Como referencia general, 1 token equivale aproximadamente a 4 caracteres en inglés o 3/4 de una palabra. En español, una palabra promedio suele ser 1-2 tokens. Un texto de 1.000 palabras equivale a aproximadamente 1.300-1.500 tokens. Los números y la puntuación también consumen tokens.
Los tokens son importantes por tres razones: determinan el coste (los proveedores de IA cobran por número de tokens procesados), limitan la longitud de las conversaciones (cada modelo tiene un máximo de tokens por contexto, como 128K o 200K), y afectan la velocidad de respuesta (más tokens = más tiempo de procesamiento).
Entender los tokens es esencial para optimizar el uso de APIs de IA. Si pagas por token, un prompt más conciso y bien estructurado te ahorra dinero.

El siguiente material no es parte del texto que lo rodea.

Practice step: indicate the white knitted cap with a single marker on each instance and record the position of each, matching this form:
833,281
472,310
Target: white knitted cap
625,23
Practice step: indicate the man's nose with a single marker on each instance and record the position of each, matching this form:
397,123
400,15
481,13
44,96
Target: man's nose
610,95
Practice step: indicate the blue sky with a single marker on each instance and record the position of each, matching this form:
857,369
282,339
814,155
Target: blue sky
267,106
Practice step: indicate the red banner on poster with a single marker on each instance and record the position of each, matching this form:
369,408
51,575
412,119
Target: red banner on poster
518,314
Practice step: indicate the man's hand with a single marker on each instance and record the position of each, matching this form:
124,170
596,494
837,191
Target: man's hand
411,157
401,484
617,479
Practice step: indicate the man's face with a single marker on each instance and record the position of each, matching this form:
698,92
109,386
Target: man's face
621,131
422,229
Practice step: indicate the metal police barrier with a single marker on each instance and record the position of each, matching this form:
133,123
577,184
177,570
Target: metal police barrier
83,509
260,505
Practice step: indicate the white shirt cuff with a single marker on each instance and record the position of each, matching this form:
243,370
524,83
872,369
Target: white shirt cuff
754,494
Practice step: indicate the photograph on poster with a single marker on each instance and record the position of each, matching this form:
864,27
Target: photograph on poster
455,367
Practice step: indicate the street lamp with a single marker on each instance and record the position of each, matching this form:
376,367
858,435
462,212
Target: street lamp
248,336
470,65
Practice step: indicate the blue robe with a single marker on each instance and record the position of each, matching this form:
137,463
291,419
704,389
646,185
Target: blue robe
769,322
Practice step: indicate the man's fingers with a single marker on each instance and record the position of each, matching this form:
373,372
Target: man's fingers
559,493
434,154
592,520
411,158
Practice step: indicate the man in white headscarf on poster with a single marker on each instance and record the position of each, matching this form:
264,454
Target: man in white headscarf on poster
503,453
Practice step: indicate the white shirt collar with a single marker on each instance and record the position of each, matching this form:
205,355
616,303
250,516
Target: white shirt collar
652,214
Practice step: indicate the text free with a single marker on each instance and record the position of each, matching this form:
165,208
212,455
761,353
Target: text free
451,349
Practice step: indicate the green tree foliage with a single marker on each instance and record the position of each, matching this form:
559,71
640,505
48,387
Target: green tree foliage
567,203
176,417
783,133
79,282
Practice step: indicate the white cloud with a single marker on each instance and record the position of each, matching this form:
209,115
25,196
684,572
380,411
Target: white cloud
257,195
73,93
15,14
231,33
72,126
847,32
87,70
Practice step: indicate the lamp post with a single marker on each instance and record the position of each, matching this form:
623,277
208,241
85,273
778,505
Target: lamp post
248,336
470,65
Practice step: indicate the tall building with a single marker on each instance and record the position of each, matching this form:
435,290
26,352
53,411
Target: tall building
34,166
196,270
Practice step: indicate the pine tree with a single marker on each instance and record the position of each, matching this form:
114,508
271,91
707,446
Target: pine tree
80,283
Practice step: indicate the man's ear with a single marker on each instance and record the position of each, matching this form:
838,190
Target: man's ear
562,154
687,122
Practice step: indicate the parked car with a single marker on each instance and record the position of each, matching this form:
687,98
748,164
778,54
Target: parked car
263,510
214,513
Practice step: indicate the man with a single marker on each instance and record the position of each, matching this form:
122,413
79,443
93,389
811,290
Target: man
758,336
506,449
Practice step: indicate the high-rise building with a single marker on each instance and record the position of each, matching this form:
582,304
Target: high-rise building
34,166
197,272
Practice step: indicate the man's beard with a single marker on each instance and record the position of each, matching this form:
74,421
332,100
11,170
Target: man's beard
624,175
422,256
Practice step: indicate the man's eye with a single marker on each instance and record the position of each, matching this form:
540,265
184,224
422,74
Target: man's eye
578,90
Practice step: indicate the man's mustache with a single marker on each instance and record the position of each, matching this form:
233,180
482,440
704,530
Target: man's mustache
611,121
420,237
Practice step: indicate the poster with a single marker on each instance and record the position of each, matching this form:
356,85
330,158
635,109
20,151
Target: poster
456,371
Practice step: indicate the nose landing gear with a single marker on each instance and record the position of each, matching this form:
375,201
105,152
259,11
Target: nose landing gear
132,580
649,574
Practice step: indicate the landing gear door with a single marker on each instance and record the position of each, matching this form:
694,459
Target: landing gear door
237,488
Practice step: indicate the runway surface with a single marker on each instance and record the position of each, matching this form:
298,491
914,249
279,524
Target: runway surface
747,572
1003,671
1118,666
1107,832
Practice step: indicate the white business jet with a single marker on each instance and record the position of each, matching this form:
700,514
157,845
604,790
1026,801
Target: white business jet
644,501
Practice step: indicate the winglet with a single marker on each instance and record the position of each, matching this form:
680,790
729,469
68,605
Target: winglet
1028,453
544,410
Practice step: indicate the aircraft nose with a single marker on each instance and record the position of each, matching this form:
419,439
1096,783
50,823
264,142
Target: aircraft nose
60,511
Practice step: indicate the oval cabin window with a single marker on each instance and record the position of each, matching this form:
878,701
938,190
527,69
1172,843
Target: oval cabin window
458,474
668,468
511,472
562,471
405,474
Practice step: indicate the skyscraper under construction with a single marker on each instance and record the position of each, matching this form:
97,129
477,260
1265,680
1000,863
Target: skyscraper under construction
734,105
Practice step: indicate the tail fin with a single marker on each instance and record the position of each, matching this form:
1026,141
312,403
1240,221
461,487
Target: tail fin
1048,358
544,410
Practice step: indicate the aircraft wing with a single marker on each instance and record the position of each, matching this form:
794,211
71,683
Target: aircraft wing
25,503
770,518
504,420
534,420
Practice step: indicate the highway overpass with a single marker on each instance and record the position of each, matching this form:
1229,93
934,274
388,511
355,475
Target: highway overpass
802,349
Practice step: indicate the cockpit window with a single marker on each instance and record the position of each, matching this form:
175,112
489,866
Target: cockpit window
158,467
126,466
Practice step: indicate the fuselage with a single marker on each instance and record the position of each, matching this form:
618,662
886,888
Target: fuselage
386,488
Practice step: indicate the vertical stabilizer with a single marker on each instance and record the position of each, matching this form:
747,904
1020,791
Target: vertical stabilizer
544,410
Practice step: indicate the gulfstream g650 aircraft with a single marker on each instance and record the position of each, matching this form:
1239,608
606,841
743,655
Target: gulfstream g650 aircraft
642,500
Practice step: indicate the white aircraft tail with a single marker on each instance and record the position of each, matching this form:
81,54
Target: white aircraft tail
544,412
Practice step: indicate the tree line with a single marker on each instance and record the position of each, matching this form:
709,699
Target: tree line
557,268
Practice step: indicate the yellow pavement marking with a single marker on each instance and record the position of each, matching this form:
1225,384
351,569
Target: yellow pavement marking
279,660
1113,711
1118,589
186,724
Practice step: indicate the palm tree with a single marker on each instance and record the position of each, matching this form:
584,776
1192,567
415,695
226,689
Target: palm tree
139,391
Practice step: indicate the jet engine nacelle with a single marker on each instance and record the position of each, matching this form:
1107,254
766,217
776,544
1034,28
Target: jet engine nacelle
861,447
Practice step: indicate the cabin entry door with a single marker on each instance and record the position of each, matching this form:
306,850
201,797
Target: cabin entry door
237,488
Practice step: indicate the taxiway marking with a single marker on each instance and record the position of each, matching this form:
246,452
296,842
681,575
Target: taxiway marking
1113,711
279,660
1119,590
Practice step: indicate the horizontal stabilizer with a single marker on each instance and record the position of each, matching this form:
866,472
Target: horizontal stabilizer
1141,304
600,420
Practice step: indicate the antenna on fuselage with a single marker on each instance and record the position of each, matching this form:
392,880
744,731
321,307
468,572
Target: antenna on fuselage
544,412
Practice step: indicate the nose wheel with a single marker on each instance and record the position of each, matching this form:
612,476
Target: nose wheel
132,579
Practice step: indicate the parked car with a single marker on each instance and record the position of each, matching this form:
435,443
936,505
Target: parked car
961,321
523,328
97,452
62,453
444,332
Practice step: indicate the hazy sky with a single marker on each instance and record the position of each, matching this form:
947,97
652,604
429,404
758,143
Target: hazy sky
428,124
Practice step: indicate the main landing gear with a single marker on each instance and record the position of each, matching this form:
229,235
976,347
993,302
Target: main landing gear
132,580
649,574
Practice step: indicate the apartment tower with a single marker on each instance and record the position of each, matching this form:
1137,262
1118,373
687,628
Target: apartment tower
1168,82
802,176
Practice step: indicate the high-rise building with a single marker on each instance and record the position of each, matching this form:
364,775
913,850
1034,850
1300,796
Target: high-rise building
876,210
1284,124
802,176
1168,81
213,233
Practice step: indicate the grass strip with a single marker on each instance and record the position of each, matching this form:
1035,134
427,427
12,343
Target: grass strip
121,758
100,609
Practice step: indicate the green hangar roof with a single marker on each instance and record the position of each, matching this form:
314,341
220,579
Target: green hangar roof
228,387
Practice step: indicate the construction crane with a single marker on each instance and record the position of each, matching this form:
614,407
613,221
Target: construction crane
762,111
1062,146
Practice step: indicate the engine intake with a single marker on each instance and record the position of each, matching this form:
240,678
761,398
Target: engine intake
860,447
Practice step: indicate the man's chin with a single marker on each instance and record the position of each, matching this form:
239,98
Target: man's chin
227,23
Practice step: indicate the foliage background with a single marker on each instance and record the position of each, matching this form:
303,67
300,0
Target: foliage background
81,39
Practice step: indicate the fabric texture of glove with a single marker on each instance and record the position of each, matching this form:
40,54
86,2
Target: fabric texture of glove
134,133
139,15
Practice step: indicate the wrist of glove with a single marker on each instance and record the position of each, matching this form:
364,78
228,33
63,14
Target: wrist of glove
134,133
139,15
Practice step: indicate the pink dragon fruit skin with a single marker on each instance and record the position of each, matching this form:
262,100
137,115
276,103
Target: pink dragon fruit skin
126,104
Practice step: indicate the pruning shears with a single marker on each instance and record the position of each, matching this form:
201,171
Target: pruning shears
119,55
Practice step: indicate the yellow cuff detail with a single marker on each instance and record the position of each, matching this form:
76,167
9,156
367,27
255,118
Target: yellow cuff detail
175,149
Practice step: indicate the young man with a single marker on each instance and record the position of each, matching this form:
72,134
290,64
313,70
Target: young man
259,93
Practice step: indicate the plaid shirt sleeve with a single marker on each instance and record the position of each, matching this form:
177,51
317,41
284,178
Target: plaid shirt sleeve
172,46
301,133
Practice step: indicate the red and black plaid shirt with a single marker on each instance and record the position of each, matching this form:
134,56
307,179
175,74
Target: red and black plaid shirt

Si trabajas con documentos largos, necesitas saber si caben dentro de la ventana de contexto del modelo. Y si implementas RAG, la cantidad de contexto que puedes inyectar depende de los tokens disponibles.
La ventana de contexto (medida en tokens) ha crecido exponencialmente: GPT-3 manejaba 4K tokens, GPT-4 llegó a 128K, y modelos como Claude pueden manejar hasta 200K tokens (equivalente a un libro completo). Esto abre posibilidades como analizar documentos extensos, mantener conversaciones muy largas y procesar múltiples fuentes de información simultáneamente.